Several medicines are helpful in treating herpes zoster eye infections.
- Acyclovir is an antiviral medicine that greatly limits the effects of the virus and helps reduce complications. This medicine is most effective when started as soon as the first symptoms appear.
- Steroids can sometimes be used to reduce eye inflammation.
- Antibiotics prevent infection from other organisms that may get in your eyes while you have herpes zoster.
- Painkillers (such as acetaminophen) and lubricating eye drops may lessen your pain.
- Medicines for glaucoma help keep the pressure in your eye at normal levels.

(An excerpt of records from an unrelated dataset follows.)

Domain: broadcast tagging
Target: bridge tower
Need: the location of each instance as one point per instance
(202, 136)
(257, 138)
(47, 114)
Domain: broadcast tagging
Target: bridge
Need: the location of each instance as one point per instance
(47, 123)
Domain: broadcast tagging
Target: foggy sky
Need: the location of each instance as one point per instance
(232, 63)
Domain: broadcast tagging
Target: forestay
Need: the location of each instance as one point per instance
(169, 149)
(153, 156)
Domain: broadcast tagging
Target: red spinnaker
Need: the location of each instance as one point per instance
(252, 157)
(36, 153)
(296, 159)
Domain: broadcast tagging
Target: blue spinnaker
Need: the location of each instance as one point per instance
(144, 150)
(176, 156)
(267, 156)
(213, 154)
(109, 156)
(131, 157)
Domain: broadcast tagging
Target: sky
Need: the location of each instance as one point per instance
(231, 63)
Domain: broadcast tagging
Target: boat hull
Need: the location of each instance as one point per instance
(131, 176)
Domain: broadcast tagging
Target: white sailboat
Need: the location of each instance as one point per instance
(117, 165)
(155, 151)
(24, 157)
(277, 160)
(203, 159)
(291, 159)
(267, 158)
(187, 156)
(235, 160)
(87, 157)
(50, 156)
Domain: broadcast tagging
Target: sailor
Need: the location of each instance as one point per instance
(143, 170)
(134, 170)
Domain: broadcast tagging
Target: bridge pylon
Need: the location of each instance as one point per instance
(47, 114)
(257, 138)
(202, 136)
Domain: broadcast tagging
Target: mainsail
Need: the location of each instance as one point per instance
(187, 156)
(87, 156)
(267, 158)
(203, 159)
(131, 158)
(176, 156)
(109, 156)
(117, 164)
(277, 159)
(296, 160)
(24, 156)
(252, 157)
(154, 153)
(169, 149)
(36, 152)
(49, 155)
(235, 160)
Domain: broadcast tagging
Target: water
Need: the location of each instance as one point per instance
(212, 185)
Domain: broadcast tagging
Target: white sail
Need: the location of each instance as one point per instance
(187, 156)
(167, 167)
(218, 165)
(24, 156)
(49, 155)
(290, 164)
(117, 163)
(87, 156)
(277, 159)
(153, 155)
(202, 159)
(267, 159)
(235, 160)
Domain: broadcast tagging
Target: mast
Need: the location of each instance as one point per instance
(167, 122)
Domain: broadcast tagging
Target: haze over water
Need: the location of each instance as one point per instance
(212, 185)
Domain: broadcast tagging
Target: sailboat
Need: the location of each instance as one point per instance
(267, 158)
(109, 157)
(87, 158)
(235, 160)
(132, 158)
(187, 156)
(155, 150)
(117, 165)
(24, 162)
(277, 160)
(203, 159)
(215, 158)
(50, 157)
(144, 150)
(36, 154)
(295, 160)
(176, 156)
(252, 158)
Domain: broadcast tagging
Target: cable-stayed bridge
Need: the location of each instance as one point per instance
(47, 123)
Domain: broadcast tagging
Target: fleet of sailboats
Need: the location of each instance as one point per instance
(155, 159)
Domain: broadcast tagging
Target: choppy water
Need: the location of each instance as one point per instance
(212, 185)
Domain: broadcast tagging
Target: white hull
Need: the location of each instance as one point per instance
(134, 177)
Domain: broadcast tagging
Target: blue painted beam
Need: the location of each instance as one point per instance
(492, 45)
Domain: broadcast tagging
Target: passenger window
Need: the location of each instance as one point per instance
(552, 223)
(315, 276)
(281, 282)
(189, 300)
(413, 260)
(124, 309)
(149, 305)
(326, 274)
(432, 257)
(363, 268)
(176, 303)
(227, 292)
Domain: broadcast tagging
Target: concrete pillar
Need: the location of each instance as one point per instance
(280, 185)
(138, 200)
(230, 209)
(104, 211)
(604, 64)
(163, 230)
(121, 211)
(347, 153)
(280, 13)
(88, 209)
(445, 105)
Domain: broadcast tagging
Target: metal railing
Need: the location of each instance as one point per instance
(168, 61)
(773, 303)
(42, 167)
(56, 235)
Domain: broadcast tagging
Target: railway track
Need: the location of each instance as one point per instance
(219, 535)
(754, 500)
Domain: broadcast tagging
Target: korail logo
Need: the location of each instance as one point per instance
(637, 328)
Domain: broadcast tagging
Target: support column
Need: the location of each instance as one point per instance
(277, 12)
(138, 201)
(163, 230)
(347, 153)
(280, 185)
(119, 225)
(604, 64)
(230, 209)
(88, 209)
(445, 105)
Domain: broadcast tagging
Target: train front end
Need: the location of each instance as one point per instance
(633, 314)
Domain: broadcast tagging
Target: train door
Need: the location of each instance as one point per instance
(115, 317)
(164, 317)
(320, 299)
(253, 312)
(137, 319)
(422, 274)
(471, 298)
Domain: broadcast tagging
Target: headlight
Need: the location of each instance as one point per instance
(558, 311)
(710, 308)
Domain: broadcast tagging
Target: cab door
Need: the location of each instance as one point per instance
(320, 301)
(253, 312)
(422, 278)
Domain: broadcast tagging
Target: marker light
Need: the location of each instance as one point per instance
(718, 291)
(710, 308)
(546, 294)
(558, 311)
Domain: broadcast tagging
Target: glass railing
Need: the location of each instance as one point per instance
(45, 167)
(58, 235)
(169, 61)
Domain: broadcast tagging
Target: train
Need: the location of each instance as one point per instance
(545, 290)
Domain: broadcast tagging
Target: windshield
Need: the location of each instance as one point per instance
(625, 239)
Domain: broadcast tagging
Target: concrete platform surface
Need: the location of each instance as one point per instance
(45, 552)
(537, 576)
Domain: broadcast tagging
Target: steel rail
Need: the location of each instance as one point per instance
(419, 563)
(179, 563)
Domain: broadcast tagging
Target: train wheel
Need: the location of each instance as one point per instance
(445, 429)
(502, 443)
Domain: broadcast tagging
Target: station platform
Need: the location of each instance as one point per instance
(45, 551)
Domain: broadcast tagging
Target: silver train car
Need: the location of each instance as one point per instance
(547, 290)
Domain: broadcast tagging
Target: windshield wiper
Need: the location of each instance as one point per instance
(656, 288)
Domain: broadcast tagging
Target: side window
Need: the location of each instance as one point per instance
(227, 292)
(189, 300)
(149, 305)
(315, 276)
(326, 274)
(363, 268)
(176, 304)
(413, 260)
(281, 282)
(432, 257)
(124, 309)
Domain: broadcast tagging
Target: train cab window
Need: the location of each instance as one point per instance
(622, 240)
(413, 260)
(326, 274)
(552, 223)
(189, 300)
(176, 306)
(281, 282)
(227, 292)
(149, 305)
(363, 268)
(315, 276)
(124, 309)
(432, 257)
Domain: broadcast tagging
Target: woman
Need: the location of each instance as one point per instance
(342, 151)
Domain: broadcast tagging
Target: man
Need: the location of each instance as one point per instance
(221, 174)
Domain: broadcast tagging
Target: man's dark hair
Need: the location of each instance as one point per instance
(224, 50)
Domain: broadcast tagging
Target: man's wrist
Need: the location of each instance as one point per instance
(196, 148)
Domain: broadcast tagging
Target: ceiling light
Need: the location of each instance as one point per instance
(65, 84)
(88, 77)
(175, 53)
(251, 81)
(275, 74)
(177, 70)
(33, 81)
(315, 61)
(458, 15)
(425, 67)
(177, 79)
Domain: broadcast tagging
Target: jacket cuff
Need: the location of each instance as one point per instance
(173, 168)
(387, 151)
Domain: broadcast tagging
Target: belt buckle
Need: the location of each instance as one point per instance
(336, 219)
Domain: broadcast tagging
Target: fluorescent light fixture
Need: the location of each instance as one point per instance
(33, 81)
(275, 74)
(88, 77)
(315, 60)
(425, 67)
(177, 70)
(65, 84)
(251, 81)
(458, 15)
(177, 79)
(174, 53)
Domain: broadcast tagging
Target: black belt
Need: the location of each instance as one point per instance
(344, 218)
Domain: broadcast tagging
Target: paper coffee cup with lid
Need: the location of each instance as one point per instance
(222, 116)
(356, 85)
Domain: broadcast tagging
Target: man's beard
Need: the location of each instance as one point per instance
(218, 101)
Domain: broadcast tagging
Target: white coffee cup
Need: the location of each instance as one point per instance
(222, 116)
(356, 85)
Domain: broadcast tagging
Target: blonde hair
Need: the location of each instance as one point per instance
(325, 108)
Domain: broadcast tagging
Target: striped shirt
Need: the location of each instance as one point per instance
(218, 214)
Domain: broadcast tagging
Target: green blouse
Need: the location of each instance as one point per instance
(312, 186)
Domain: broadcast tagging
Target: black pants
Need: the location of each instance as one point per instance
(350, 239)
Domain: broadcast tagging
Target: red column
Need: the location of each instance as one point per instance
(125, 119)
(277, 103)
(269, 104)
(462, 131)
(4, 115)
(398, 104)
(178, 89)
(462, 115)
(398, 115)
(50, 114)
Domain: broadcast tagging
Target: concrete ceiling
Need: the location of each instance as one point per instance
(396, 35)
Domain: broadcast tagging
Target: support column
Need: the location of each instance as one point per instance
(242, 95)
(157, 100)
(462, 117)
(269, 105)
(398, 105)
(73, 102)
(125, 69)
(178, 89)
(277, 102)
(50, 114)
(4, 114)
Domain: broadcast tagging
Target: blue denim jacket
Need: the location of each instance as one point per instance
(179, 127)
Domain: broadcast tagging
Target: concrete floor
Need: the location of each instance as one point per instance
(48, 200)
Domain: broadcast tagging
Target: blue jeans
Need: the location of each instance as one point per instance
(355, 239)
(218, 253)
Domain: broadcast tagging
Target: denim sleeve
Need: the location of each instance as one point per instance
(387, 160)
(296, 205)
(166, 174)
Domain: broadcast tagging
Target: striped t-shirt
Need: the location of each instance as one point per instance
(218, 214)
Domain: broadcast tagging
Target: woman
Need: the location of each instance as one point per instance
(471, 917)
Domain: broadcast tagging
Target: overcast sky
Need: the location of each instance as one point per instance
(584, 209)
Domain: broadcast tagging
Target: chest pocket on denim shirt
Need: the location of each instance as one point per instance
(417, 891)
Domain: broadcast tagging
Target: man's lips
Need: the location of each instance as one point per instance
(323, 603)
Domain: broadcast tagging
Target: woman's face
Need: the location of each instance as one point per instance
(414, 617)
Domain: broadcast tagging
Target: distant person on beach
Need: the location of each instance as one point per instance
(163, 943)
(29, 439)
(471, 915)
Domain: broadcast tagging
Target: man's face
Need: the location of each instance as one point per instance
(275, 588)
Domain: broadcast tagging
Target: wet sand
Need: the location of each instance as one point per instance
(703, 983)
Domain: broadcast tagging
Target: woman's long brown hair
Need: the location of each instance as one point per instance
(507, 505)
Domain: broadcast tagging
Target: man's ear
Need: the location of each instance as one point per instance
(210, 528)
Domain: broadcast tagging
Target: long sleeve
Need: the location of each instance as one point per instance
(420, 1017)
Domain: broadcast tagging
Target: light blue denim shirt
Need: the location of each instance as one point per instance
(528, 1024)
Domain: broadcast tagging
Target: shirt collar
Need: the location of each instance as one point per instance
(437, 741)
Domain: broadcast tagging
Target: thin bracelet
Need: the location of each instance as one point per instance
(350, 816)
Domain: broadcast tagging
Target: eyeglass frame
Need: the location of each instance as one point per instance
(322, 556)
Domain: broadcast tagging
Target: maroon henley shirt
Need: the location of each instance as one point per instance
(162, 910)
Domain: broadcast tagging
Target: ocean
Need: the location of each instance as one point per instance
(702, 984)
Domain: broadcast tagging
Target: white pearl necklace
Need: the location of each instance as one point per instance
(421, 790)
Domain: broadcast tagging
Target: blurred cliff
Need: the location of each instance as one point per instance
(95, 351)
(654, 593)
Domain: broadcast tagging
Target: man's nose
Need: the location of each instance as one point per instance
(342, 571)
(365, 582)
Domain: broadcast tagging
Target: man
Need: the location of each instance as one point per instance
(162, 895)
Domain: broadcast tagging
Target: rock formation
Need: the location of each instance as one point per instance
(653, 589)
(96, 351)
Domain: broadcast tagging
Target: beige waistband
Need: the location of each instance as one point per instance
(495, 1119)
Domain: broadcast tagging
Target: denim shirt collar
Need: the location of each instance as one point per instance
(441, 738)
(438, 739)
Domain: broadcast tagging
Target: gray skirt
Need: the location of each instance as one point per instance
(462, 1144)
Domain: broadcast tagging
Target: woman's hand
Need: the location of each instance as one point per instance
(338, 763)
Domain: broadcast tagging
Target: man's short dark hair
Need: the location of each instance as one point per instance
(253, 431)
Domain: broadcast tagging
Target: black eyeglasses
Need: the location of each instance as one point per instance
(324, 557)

How long will the effects last?
Blisters dry up and form scabs about 5 days after they appear. You may develop permanent scars and longstanding pain, numbness, or skin discoloration. If your cornea is affected, it can become permanently scarred. Early treatment with acyclovir lessens the effects of the varicella-zoster virus and can sometimes prevent serious complications.
Shingles can be recurring problem.
Are herpes zoster eye infections contagious?
A person with shingles can transmit chickenpox to a person who has never been exposed to the varicella-zoster virus. The virus is spread by contact with the blister fluid. You are no longer contagious after the blisters dry up and form scabs, which is about 5 days after they first appear.
What can I do to help prevent herpes zoster eye infections?
If you have had chickenpox, you have the inactive varicella-zoster virus in your body. To keep it from becoming active, maintain general good health to keep your immune system strong.
Sometimes attacks of shingles occur for no apparent reason and cannot be prevented.
Early diagnosis and treatment can help greatly in reducing serious complications from herpes zoster eye infections.